TSMC has a water problem also, which when built (water fab) will be able to handle 1/2 the load from 2019 fab numbers (if those are correct to begin with). It looks like they'd need 2-4 of those to handle 2024 loads? LG just dropped mobile, I'm guessing for much of the same reasons. If you can't get tons of parts, you end up with a whole lineup sitting there collecting dust without cpus/gpus, maybe missing memory etc. You're lucky AMD is still in the 80's, sell or lose it just like 2009. The stock tanked for years after that ONE killer quarter Q4 2009 when they couldn't get anywhere near that again for a decade (and even then with a one time tax break last Q).
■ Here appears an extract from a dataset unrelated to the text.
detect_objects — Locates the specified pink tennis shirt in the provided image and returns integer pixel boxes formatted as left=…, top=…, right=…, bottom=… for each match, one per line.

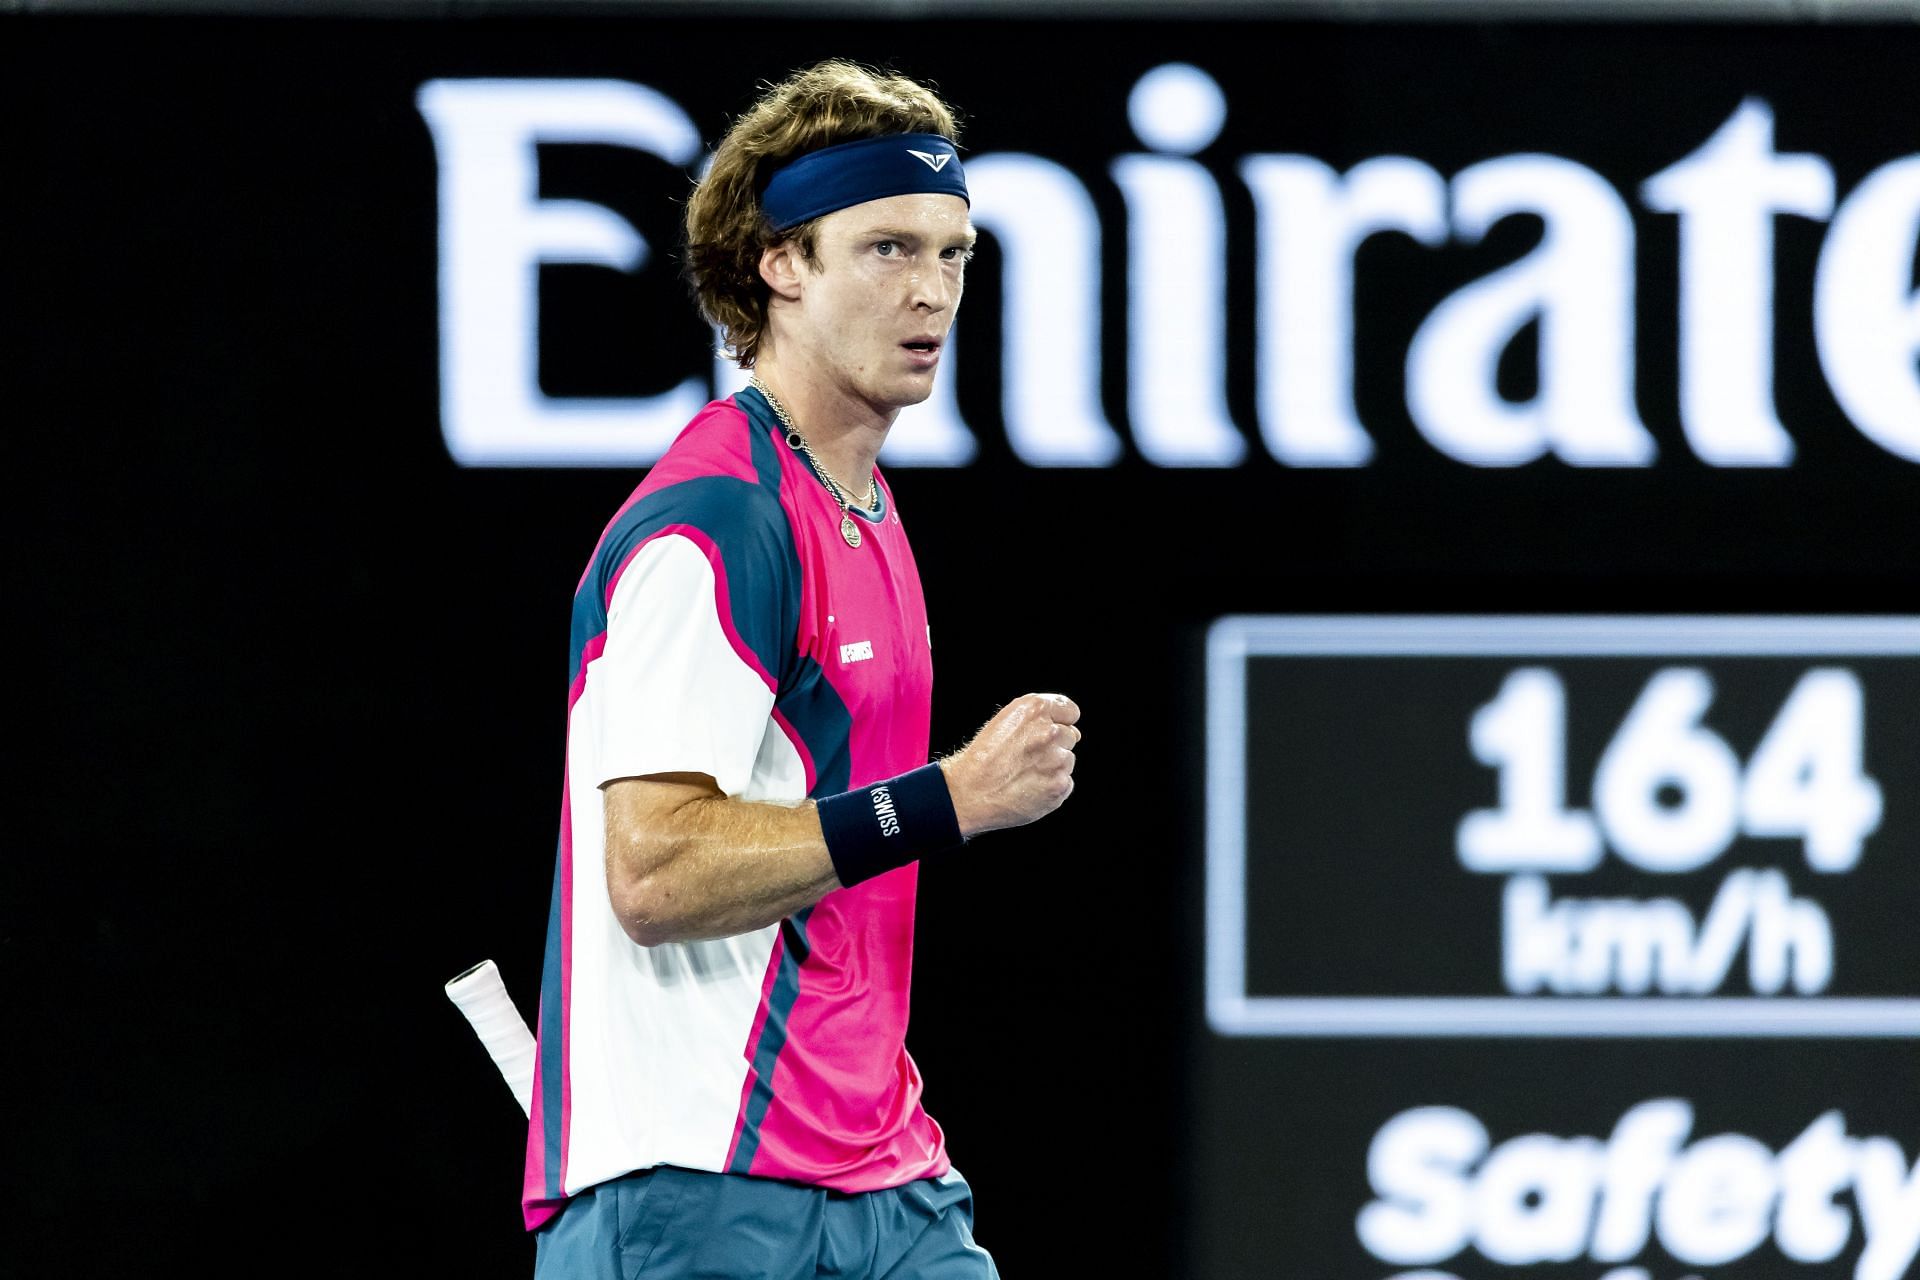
left=522, top=385, right=950, bottom=1230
If you still believe in the stock, you should be able to make a rational argument against all the data I just pointed out that you can easily look up yourself. I've bought on their hype train many times, but this time it's simply ridiculous if you do ANY math at all on their data from decades. They are priced like they are making 2B NET, still have their assets from 2009, shares outstanding from back then too, etc etc. At some point people look at the bottom line too, and they'll be shocked to see it hasn't grown in ages and the company is basically 1/2 2009 (they had 15B assets back then, shares outstanding DOUBLED etc). This is why I say you can easily make a case for $5 (less really, I'm leaving a lot out). AMD says they're ramping gpus for the next few quarters, but with what wafers? Apple needs more now for macs, NV needs more for gpus (samsung didn't work out to well), Intel coming for gpus and who knows what else, qcom for modems etc. The fight is getting more fierce not less, at least not until 2024. It will take LARGER checks for next years wafers and each year after until 2024 when more come online in a way that will actually change things when 2-3 fabs coming that year, but until then you can't shrink your way to more fast enough and even MORE products are coming with chips.